Getting a drift of the draft

Experts discuss the  viability of the new draft  of the Environment  Impact Assessment notification, which has been under public scrutiny
Getting a drift of the draft

CHENNAI: The 70s was a great time. Most nations were free from colonial rule and had already established functional governments of their own. The Green Revolution had taken a foothold in the late 60s, commercialising agricultural practices and technology. It was around the same time that environmental awareness was being advocated by governments around the world. The Australian government was the first to introduce the Environment Impact Assessment Notification in 1970. They made the preparation of an Environmental Impact Statement (EIS) mandatory for the approval of any infrastructure project.

Soon enough, the rest of the world caught up and by 1978 most countries had set Environmental Impact Assessment (EIA) notifications. The public was made a stakeholder in the EIA process, giving it a direct portal to influence the making of environmental laws. India introduced the EIA notification in 1976, when the Planning Commission asked the Department of Science and Technology to examine river-valley projects from an environmental perspective. Although the Water Act (1974) and the Indian Wildlife (Protection) Act of (1972) were already present when the EIA notification was introduced, the value of public opinion helped bring about changes in the Acts that were overlooked before.

The Air (Prevention and Control of Pollution) Act 1981, the Environment (Protection) Act 1986 and the Biological Diversity Act 2002 were results of inputs received from public opinions via the EIA notification. Despite the ongoing movement to spread environmental awareness, it was only in 1994 that India promulgated the EIA notification for environmental clearances, making it mandatory for expansion and modernisation. In 2006, the Congress government, under Prime Minister Manmohan Singh, revised the clauses of the EIA notification.
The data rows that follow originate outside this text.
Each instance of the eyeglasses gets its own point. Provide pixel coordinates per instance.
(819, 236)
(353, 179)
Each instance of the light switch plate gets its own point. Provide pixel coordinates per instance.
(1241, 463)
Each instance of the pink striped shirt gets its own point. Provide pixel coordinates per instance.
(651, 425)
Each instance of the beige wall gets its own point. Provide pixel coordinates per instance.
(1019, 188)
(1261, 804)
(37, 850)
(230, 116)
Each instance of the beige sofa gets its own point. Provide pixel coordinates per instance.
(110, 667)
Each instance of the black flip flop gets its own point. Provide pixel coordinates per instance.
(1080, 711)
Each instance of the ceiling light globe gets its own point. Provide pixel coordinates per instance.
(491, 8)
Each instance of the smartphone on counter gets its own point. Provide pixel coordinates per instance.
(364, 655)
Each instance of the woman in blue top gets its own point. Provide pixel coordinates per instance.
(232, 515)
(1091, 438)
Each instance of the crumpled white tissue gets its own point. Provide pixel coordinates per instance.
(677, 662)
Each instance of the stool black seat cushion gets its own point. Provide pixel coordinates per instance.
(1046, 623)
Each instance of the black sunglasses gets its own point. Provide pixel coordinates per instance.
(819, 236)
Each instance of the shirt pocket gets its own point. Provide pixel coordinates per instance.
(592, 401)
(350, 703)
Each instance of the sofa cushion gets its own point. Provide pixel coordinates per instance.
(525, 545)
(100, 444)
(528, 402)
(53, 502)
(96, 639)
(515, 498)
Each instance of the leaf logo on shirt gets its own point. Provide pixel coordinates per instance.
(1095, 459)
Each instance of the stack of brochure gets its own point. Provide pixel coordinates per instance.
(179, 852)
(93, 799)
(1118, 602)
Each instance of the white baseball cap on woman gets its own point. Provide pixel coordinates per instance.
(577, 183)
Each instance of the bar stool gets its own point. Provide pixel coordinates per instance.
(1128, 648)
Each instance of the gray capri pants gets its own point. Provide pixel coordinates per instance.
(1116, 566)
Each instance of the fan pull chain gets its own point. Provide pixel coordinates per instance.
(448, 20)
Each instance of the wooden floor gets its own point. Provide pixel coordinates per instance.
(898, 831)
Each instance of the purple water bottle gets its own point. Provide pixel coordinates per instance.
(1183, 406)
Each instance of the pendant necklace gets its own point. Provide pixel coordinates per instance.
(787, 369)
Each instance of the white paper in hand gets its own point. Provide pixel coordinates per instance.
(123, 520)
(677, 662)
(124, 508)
Priority was given to local voices and environmental experts. Several years later, it is now that the BJP government with Prakash Javadekar as the Environment Minister has introduced a draft of the EIA notification with revised points. Experts have studied discrepancies and issues that might affect public interest. 

In May, Asar Social Impact Advisors organised a webinar to discuss the amendments put forward in the 2020 EIA draft. Discussing the history of the EIA notification and the impact the new draft will have, once brought into action, Niraj Bhatt, researcher at Citizen Consumer and Civic Action Group (CAG) and Manju Menon, senior fellow at Center for Policy Research, reviewed each point the Ministry of Environment, Forest and Climate Change (MoEFCC) had changed from the 2006 draft.

Authority

District Magistrate has the authority to grant approvals for industrial infrastructure. The DM is also the chairman of the district environment impact assessment authority (DEIAA) and is supposed to take decisions to protect the environment.

  • “The District Magistrate is reviewed by the central government based on the infrastructure projects they allow in their respective districts. Hardly any credit is given when they take a decision as the chairman of the DEIAA. This automatically puts power in the hands of the central government who may not pay as much head to the cries of the people to protect the environment ecosystems,” Niraj says.
  • According to the 2020 draft, the ministry believes that the environmental impact for category B projects will only expand to five kilometres and category A to ten kilometres. However, projects like power plants are known to have adverse environmental effects over a much larger area.